Typically, country clubs with one kitchen tend to offer too much menu diversity to service the needs of their membership. It’s up to the chefs to determine when you are close to overloading the kitchen and staff, which could result in sacrificing quality and, in turn, create a mediocre experience for all diners. You have to have the same amount of passion when you make a cheeseburger as you do when making filet of sole Veronique.
Q How do your roots as a chef who grew up in the South benefit you in a Midwestern setting?
A I have already had a lot of success bringing Southern cuisine to the membership here at the club. Many of our members vacation or have second homes in the South, so they are now glad that this type of cooking is being made available to them when they’re here. Some of our new menu items with Southern roots are Southern fried chicken and collard greens with hog jowls.
Q During your two stints at The Greenbrier, beyond fundamental culinary skills, what key knowledge did you gain there?
A The Greenbrier and its staff has played a major role in the development of my career. There are so many “walking encyclopedias” at your fingertips when you work there, and it was up to me to build relationships and learn all I could as an apprentice and sous chef. When you are put in an arena with Certified Master Chefs like Peter Timmins and John Johnstone, in addition to great food and beverage minds like Rod Stoner, it becomes a part of your soul, and you “bleed green.”
Q What are some of the main challenges you’ve faced, coming from resorts to a private club?
A First, there’s the need to locate available products and have them arrive in stellar condition. Fortunately, I still have great relationships with people I’ve worked with in the past, and I’ve used them as a resource to locate products that meet my specifications.
Also, larger resorts attract higher skill levels and more goal-oriented staffs; it’s a challenging transition at the club level to communicate what everyone needs to understand about culinary vocabulary and cooking techniques. Fortunately, I inherited a staff that is motivated to learn and become better at their culinary craft.

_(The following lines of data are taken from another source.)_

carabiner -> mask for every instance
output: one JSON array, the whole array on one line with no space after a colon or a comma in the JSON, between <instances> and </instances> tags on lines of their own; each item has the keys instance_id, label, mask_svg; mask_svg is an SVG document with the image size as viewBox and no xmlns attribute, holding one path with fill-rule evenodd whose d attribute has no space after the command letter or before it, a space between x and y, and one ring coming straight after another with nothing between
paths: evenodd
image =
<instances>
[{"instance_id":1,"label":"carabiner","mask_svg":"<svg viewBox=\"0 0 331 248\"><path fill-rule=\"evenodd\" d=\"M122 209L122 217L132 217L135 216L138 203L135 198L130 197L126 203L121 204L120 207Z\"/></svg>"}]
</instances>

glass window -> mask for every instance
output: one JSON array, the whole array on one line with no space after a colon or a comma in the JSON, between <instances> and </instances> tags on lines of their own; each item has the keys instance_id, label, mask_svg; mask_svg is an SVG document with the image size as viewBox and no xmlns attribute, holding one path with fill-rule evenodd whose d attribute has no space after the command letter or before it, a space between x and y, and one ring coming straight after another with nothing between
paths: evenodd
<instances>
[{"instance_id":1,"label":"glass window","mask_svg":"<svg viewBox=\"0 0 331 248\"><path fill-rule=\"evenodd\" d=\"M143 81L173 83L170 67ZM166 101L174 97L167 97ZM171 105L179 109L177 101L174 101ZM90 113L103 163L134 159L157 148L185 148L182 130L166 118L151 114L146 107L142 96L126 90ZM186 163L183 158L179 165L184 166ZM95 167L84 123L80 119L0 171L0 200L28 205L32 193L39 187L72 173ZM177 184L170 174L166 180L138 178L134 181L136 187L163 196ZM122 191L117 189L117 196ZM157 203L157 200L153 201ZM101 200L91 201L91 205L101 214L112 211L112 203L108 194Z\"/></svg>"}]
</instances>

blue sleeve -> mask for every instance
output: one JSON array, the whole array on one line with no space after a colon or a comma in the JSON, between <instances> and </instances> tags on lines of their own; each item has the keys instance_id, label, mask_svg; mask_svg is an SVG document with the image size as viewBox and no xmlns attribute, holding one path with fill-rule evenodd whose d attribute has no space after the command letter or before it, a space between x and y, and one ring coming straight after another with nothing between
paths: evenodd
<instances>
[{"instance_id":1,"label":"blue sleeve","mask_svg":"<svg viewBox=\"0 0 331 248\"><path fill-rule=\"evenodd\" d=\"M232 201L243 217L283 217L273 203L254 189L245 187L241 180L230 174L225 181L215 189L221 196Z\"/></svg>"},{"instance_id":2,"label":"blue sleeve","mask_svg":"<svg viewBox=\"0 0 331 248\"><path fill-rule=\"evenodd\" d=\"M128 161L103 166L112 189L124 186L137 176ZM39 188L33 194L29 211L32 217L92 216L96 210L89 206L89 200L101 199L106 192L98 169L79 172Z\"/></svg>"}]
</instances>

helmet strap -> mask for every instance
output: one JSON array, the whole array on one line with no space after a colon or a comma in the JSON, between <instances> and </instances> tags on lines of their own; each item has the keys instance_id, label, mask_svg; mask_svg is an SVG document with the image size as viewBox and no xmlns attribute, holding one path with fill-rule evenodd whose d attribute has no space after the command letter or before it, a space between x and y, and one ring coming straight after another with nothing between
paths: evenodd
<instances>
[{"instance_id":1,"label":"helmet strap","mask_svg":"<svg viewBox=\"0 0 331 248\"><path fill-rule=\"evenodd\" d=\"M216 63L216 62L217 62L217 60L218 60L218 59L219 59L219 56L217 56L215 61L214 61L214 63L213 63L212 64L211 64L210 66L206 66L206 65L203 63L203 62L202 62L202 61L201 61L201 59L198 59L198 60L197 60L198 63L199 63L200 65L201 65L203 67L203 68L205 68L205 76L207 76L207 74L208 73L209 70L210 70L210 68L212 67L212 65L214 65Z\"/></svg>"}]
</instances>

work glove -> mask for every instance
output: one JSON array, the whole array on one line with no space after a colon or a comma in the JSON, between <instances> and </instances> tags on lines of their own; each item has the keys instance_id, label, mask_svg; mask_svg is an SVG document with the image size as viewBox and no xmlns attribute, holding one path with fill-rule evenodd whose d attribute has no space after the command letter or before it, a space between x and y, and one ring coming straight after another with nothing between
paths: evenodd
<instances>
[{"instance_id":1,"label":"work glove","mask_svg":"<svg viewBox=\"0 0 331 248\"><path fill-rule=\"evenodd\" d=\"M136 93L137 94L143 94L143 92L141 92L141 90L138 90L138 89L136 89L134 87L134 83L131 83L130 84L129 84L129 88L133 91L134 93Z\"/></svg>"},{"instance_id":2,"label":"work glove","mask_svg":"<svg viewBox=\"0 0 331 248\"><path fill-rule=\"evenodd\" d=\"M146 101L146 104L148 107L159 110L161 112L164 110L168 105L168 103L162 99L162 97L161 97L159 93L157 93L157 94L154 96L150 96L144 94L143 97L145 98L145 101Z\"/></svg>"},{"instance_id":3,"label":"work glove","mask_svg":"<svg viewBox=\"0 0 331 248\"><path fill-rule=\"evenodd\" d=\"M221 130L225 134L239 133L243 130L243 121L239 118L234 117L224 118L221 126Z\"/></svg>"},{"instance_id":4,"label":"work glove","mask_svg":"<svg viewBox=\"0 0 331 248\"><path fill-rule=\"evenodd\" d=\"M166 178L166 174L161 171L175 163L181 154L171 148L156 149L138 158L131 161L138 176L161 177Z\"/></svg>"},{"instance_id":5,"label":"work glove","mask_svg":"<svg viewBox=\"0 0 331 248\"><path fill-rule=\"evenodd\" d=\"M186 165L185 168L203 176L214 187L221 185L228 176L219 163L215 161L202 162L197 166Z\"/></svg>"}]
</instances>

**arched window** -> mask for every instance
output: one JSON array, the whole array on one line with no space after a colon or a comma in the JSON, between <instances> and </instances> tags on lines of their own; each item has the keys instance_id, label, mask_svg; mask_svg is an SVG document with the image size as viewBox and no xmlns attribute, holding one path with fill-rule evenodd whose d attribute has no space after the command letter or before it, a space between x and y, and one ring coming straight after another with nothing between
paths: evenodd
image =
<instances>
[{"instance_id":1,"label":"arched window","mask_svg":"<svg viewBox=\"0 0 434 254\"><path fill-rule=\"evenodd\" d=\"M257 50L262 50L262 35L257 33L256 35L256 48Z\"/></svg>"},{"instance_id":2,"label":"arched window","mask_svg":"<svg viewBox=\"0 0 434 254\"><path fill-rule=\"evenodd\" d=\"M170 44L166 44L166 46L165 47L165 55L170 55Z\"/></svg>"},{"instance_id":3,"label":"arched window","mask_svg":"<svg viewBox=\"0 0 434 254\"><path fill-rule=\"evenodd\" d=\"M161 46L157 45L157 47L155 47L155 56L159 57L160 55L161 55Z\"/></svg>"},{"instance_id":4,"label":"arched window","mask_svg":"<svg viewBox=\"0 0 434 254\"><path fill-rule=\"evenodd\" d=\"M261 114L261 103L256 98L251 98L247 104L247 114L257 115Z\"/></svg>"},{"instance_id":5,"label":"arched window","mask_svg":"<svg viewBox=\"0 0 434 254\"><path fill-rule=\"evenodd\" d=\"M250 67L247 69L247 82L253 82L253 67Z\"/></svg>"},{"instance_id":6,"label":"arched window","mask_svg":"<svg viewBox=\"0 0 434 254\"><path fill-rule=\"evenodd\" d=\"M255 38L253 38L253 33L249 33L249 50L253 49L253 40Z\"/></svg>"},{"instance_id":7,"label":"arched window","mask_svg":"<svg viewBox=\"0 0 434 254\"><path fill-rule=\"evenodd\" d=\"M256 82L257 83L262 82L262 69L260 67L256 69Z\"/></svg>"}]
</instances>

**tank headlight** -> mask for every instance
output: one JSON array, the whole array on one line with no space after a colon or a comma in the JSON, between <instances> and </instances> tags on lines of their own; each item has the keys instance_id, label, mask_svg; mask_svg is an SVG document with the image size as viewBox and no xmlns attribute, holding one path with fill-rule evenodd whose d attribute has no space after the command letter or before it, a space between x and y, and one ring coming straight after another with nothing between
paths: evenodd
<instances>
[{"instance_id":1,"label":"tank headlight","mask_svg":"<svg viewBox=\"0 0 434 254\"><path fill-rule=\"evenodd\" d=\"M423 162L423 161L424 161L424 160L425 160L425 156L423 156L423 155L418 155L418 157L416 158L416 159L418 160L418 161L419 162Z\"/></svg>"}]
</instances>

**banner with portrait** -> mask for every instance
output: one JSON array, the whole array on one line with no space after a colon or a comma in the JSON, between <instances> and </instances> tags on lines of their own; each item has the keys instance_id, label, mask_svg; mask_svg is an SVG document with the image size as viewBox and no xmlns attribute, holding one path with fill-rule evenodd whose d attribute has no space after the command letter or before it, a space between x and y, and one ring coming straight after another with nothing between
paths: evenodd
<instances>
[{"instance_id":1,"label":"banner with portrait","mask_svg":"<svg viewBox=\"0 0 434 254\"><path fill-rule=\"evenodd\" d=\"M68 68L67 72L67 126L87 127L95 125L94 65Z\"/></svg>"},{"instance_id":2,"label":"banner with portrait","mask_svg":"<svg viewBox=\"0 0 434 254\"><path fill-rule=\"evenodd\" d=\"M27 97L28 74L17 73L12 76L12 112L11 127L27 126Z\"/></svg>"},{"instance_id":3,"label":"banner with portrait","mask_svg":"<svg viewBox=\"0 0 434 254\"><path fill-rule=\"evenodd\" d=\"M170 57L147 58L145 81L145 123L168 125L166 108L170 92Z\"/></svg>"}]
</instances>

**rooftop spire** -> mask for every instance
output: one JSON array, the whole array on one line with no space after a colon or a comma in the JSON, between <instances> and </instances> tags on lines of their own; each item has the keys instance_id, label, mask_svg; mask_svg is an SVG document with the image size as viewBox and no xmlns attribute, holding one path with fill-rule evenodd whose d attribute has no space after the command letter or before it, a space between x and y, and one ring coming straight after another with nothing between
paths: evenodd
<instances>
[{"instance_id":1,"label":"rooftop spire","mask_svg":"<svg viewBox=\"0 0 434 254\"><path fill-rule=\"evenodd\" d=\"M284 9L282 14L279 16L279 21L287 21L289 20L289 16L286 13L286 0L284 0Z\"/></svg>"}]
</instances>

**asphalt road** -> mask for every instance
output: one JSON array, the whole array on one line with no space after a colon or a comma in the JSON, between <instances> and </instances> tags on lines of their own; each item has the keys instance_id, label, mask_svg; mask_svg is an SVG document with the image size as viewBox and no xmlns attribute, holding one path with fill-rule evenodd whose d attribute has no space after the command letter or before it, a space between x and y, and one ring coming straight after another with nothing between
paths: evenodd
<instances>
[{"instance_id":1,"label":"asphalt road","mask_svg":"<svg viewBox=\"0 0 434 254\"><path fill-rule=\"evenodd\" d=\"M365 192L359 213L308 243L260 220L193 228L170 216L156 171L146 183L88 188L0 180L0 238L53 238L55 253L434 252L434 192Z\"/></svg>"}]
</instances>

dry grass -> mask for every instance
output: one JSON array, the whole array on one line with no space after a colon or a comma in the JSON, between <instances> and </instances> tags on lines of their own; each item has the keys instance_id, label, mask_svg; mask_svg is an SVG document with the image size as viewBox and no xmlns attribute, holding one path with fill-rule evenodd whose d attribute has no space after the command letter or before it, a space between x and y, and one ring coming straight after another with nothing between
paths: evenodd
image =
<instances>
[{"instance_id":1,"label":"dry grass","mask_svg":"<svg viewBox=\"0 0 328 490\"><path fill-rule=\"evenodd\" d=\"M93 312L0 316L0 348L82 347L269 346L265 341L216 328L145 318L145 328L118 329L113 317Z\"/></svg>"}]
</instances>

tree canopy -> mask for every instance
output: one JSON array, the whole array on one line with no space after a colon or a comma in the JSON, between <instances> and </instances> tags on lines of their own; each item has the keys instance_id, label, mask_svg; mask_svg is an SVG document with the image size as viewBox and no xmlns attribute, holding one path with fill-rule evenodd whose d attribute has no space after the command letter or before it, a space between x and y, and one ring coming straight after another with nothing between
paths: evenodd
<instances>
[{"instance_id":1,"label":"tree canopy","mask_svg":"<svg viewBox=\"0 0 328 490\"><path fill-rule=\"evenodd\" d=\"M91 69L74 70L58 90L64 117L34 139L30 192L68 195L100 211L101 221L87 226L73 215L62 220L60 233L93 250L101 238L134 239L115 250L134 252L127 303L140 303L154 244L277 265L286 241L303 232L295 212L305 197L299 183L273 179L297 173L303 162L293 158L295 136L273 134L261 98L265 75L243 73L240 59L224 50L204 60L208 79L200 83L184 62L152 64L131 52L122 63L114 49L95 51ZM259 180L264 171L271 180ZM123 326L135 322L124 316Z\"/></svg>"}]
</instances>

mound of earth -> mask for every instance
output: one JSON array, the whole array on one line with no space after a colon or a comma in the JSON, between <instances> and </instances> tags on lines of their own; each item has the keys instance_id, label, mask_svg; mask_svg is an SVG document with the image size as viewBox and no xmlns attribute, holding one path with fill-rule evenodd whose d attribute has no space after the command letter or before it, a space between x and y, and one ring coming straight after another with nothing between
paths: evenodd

Q Speaking of staff, when you were interviewed by the local Lansing paper after arriving, you mentioned a lapse in overall workforce performance. What specifically were you referring to?
A Over the past 10 years, I’ve noticed that students coming from culinary colleges think they’re ready to accept a management job in the kitchen. I don’t know about other chefs, but I graduated from Johnson & Wales with a 3.99 GPA—but when I left culinary college, while I could write a complete paper on braising, I could not achieve it on the stove. In my opinion, young culinarians are not taking the time to train under talented chefs and gain complete understanding of the craft of cooking. It seems they want to pass by standard cooking techniques and move on to molecular gastronomy and cooking sous vide.
Q Your arrival coincided with some big economic challenges in that area. How has that affected your approach?
A Yes, Michigan has been hit fairly hard by the repositioning of the automobile industry, and this economic downturn has had a negative impact on morale in the entire state. The direct effect on the country club business is that we have to continually seek ways to increase membership value and the diversity of the amenities that we offer.
There are also new challenges regarding the price of raw food, which is up approximately four percent. The increased cost of delivery is being passed on to our bottom-line food cost. It remains up to us as chefs to find ways to work through this, by planning menus creatively and limiting deliveries to the club.